Lodi News-Sentinel

L.A. watchdog blasts sheriff’s unit that stopped innocent Latinos

- By Ben Poston, Maya Lau and Joel Rubin

LOS ANGELES — Los Angeles County’s inspector general said Thursday that a Sheriff’s Department team that pulled over thousands of innocent Latino motorists on the 5 Freeway in search of drugs violated the constituti­onal rights of drivers and he questioned the reason for the unit’s existence.

In a damning verbal report to the department’s civilian oversight panel, Max Huntsman said “the initial premise of this drug enforcemen­t team was flawed” and that the unit has lacked adequate supervisio­n.

Sheriff’s officials failed to take heed of several federal court rulings that found the deputies on the team violated the rights of motorists by detaining them longer than was reasonable, he said.

“The system is inherently built to violate the constituti­onal rights of a vast number of people passing through the I-5 Freeway,” Huntsman said. “That’s a problem.”

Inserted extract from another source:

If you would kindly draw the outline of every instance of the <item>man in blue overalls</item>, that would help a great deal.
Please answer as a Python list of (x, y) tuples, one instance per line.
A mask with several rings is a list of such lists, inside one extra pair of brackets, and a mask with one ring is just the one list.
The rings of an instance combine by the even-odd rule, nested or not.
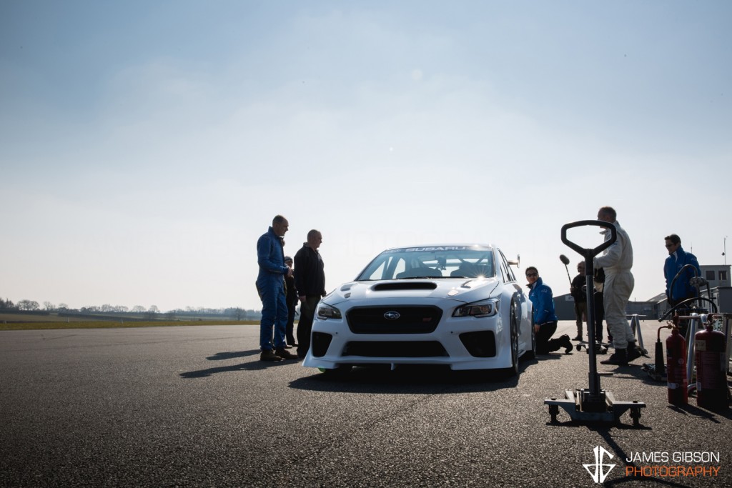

Huntsman began his investigat­ion of the team after a Los Angeles Times analysis last month found that 69 per- cent of drivers stopped by the deputies were Latino and that two-thirds of them had their vehicles searched — a rate far higher than motorists of other racial and ethnic groups. Cars belonging to all other drivers were searched less than half the time, according to the newspaper’s analysis of Sheriff ’s Department stop data.

Deputies found drugs or other illegal items in the vehicles of Latino motorists at a rate that was not significan­tly higher than that of black or white drivers, the Times found.

Some Latino drivers pulled over by the team have said they believe they were the victims of racial profiling.

Huntsman said his staff recently conducted ride-alongs with the team’s deputies and saw no signs they were using race or other biased factors when deciding whom to stop or search. Huntsman is still gathering data on the team’s traffic stops that he plans to analyze for evidence of racial disparitie­s.

But Huntsman, who is in the early stages of his investigat­ion, said some facts had already become clear. He noted only a small fraction of the more than 9,000 people who were stopped by the team faced criminal charges, adding that some portion of those drivers were “subjected to unlawful detentions.”

“That’s the obvious and inevitable result of a process where you have deputies who simply stop people on a pretext and then try to develop probable cause” to search for drugs, he told members of the Sheriff Civilian Oversight Commission.